My Prayer in the Battle

If you have talked to me on a deeper level any time recently, you may have heard me say that I finally feel like myself again. As odd as this statement may seem, it is so true. I feel as though I have been away for a long time, and am finally coming back. I am not the kind of person that generally says things like that, and when I do say it, it is with good reason.

You see, the first few months of 2011 were a struggle for me. Perhaps the word "struggle" doesn't do those long months justice... My life was an all-out war. It would be no exaggeration to say that I have never experienced a battle as severe as that one in my entire life. The circumstances of those seemingly endless months caused some serious doubt and confusion. Now don't get me wrong, I never doubted God's sovereignty and goodness. It was quite the contrary- I remember telling one of my good friends that through it all I had seen His faithfulness over and over. Instead, I doubted everyone around me. I doubted those who I believed to be my true friends, which in turn caused me to doubt myself.

I am a very social person. I get unexplainable joy from spending time with other people laughing or having heart-to-hearts. During this season of my life, however, I saw that change in me. Wherever I was- church, class, or Walmart (or anywhere else for that matter)- I just wanted to get in and out as fast as possible. I was filled with a deep, resounding sorrow that I can't even begin to explain. I didn't want to write, as much as I love it. My passion for singing was also diminishing. I was being forced into making choices that I felt I was not yet prepared to make, most of which were lose-lose. I could not even begin to wrap my mind around the things that were happening to me. I just felt lost. There is really no other way to describe it.

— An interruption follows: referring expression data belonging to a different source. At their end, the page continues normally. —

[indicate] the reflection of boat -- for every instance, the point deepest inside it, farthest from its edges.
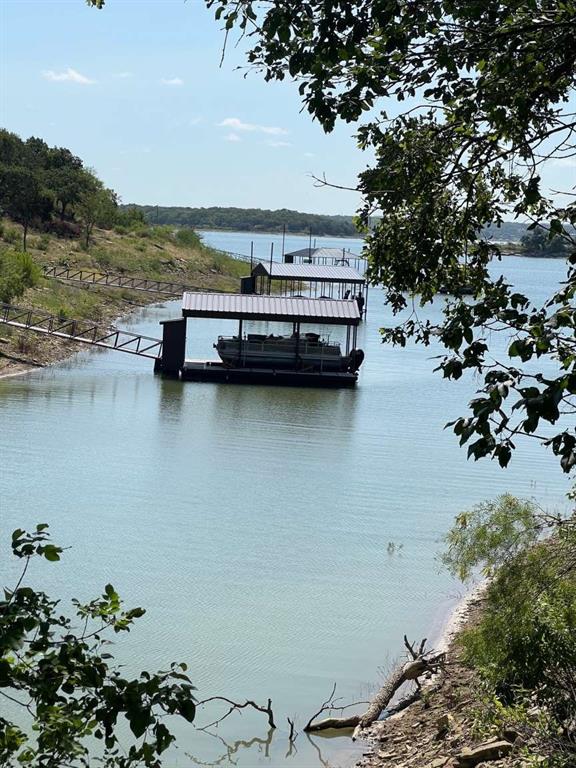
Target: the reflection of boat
(306, 352)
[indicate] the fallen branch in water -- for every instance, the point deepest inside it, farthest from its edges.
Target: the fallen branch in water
(236, 707)
(420, 662)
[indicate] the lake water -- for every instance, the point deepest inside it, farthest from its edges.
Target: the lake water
(253, 523)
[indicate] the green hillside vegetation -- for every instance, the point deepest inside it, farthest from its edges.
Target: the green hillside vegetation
(63, 215)
(545, 243)
(248, 220)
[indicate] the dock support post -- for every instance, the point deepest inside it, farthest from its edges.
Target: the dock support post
(173, 347)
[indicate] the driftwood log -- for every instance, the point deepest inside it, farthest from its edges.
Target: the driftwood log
(420, 662)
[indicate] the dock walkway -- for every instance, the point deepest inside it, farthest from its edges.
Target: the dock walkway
(82, 331)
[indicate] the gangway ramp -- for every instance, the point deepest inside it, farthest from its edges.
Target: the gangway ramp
(82, 331)
(93, 277)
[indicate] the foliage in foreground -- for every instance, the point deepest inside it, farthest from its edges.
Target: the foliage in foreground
(524, 645)
(59, 674)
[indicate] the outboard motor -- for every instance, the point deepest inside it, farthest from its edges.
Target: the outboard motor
(356, 360)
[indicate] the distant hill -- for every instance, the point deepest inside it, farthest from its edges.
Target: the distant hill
(249, 220)
(262, 220)
(508, 232)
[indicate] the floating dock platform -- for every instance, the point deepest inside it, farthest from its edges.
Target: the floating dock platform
(216, 371)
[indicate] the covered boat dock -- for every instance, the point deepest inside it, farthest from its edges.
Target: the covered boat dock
(307, 280)
(245, 308)
(326, 257)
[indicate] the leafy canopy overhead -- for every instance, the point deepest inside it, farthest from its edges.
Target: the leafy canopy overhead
(486, 89)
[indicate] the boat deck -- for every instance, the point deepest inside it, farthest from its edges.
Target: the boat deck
(215, 371)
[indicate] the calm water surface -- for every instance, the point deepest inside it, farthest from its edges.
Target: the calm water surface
(252, 522)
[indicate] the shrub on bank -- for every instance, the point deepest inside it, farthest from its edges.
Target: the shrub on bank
(17, 272)
(524, 646)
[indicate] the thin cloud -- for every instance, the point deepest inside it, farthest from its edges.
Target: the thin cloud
(68, 76)
(565, 162)
(236, 124)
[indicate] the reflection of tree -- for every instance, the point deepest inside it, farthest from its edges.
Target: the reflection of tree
(321, 758)
(232, 749)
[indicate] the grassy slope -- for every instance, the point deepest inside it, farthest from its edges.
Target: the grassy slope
(147, 252)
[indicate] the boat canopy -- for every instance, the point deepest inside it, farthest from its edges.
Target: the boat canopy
(274, 308)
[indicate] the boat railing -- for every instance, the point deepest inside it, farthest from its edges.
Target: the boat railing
(318, 348)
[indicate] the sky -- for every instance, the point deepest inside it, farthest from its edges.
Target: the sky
(138, 92)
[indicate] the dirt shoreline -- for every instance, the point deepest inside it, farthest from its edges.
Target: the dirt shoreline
(52, 350)
(437, 731)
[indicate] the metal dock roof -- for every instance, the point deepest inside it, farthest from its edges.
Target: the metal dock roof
(279, 308)
(308, 272)
(320, 253)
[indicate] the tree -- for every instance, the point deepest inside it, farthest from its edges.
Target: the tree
(22, 196)
(523, 644)
(66, 178)
(96, 206)
(484, 88)
(60, 674)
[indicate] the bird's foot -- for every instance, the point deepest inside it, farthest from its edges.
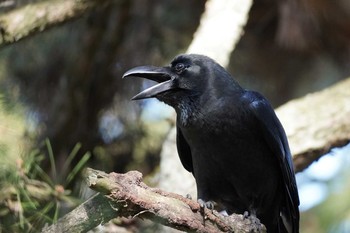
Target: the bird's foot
(255, 222)
(206, 204)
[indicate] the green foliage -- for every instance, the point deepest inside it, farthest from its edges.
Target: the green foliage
(29, 198)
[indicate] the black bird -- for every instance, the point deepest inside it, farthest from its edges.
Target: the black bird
(229, 138)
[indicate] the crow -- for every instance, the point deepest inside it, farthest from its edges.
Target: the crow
(229, 138)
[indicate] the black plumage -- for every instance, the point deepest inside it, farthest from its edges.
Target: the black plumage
(229, 138)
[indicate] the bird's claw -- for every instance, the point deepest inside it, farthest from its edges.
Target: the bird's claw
(206, 204)
(255, 222)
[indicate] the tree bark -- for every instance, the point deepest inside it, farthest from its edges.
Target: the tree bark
(126, 195)
(36, 17)
(316, 123)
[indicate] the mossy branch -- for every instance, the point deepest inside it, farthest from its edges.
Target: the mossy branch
(126, 195)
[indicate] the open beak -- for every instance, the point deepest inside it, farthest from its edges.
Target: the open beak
(162, 75)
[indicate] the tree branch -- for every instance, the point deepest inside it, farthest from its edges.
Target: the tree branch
(36, 17)
(126, 195)
(316, 123)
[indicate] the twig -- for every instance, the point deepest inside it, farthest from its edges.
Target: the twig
(126, 195)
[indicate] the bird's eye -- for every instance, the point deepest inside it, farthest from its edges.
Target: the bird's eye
(179, 67)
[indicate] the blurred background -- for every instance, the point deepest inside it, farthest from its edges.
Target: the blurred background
(64, 106)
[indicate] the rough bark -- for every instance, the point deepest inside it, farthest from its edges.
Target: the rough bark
(126, 195)
(36, 17)
(316, 123)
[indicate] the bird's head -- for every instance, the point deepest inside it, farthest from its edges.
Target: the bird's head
(187, 77)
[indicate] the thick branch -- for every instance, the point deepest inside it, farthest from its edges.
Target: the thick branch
(317, 123)
(126, 195)
(36, 17)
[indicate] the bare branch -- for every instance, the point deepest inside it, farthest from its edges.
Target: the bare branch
(36, 17)
(126, 195)
(316, 123)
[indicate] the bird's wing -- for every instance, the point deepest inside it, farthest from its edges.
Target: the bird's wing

I came across a verse the other day which so clearly describes the way I felt:
"I would have despaired
unless I had believed that
I would see the goodness of the Lord
in the land of the living."
Psalm 27:13

A couple of months ago, one of my professors was talking about that very thing. She said that even in the darkest of valleys, we needed to search for the "gold nugget". This statement deeply moved me and caused me to reflect on my situation. I began to realize that though I had been surrounded by darkness for so long and could not see the next step, my Father was leading me by the hand. For every situation that seemed to be more than I could handle, He gave me the strength I needed. He taught me to trust Him even with the things I couldn't understand a bit. I have learned so much about myself and so much about who God is through that season of my life.

At the time, I was far from thankful for my circumstances. In fact, on multiple occasions I found myself literally telling God "I don't need this!" I felt like I was going through purposeless pain. But looking back, I see the glimmers of hope He gave me. I was able to hold His hand the entire way. I am so thankful for His faithfulness. He has truly brought me through and filled me with such joy and peace.

"I will bless the LORD at all times;
His praise shall continually be in my mouth.
My soul will make its boast in the LORD;
The humble will hear it and rejoice.
O magnify the LORD with me,
And let us exalt His name together.
I sought the LORD, and He answered me,
And delivered me from all my fears."
Psalm 34:1-4

"He brought me forth also into a broad place;
He rescued me, because He delighted in me."